The Food and Drug Administration has approved the first ever nasal spray flu vaccine. It's called Flumist, and the FDA has given the okay that it's a safe and effective alternative to the old flu shot that's been offered for decades.
We've told you this new vaccine was coming. Remember, it's the one you squirt up your nose, which is where it can stimulate the immune system through the same nose tissue where the flu virus first attacks.
Flumist is the first nasally administered vaccine to be marketed in the U.S. It uses a live but weakened virus because that's what helps build our immunity.
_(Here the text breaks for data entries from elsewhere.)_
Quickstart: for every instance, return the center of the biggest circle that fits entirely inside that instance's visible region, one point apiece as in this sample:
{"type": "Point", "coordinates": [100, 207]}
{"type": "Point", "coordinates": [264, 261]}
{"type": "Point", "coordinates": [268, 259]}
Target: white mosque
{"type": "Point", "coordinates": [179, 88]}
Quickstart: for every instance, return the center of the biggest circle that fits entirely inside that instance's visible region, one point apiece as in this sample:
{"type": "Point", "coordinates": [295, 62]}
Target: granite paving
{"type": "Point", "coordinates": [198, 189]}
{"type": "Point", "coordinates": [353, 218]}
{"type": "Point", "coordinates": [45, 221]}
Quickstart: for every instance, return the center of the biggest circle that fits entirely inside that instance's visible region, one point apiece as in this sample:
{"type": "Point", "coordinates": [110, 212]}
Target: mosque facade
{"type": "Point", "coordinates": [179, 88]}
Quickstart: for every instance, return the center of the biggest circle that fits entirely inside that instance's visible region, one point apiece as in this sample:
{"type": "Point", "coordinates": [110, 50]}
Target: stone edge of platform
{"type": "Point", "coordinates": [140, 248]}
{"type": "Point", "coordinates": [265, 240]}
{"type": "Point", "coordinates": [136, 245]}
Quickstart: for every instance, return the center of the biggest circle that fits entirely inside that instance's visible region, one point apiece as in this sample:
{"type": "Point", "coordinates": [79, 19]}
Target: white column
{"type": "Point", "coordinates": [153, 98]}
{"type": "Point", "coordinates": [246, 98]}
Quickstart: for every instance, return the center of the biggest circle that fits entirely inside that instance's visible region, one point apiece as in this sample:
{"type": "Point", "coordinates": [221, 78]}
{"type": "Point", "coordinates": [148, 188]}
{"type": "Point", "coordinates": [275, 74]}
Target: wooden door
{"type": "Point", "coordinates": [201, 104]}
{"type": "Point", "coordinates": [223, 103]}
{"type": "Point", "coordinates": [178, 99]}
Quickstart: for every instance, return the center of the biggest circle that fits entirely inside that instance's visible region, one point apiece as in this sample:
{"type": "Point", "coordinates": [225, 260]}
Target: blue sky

Scientists had hoped this spray would be ideal for kids who are afraid of shots, but unfortunately Flumist is not recommended for kids under age five. Actually, it's just an option from age 5 to 50, so even seniors will still have to get a flu shot. It's just the millions in the middle who can get protection from a squirt instead of a sting this flu season.
Researchers found that in kids under age five, Flumist increased the risk of asthma attacks. That's why it's approved for use in ages 5 to 50. The vaccine will be marketed by Medimmune and Wyeth Pharmaceuticals. Tuesday's approval comes in time for the 2003-2004 flu season.
The flu is responsible for an average of about 36,000 deaths per year in the United States, according to the Centers for Disease Control and Prevention.